Kathleen Turner to make Met debut
NEW YORK — One of acting’s most distinctive voices will make an unexpected Metropolitan Opera debut.
Kathleen Turner, known for words that smoke rather than shimmer, is joining the cast of Gaetano Donizetti’s “The Daughter of the Regiment” in the non-singing role of the Duchess of Krakenthorp, the Met said Thursday.
She received an unexpected email this summer from Met general manager Peter Gelb proposing the idea. Asked to describe her voice, Turner terms it “kind of baritone.”

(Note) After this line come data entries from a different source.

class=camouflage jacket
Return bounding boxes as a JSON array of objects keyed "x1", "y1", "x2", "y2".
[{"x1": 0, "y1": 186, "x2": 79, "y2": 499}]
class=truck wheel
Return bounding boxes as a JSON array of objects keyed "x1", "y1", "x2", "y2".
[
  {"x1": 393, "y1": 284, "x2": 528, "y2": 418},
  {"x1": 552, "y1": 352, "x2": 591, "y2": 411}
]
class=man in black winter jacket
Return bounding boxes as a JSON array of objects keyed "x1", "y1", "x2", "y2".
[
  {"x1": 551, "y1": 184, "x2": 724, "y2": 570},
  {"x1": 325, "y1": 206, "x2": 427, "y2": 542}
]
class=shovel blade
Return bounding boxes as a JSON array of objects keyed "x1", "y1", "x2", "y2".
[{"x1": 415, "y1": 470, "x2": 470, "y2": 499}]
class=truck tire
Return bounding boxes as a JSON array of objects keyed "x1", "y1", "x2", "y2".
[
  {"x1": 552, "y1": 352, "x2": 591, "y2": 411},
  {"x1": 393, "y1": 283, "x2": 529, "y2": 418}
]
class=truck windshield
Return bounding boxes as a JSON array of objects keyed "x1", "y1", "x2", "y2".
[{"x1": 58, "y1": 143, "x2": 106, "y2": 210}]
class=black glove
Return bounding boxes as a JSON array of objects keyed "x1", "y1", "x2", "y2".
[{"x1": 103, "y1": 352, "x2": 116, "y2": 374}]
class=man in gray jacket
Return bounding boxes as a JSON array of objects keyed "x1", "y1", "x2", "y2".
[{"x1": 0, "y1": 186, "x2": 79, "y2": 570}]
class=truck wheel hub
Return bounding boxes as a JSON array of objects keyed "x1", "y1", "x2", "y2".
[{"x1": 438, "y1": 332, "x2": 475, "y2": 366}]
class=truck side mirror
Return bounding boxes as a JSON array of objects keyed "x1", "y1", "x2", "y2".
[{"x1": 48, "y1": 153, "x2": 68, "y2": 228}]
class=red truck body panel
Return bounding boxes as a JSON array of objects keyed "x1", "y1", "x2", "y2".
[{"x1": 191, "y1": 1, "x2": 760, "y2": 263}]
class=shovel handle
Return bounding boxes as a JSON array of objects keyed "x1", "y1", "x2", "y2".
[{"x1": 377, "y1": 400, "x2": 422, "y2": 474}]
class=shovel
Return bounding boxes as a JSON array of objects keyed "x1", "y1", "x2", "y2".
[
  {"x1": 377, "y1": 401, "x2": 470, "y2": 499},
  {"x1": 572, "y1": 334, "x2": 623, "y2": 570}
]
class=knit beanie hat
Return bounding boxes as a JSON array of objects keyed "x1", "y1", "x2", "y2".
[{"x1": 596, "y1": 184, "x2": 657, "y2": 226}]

“Peter says I’m one of the few women he knows who can sing ‘Ol’ Man River’ in the original key,” she said during an interview Wednesday with her distinctive, throaty laugh.
An Academy Award- and Tony Award-nominated actress, the 64-year-old Turner will appear in seven performances of the comic opera from Feb. 7 to March 2, the last televised to movie theaters around the world in high definition.
“I was thinking of interesting, bigger-than-life personalities, and Kathleen came to mind, Gelb said.
Turner received an Academy Award nomination for “Peggy Sue Got Married” in 1997 and Tony nominations for Tennessee Williams’ “Cat on a Hot Tin Roof” in 1990 and Edward Albee’s “Who’s Afraid of Virginia Woolf?” in 2005.
The Duchess has seen star turns of retired and semiretired singers, actors and even a famous jurist.
Supreme Court Justice Ruth Bader Ginsburg, a noted opera fan, performed it in November 2016 on the opening night of the Washington National Opera’s season.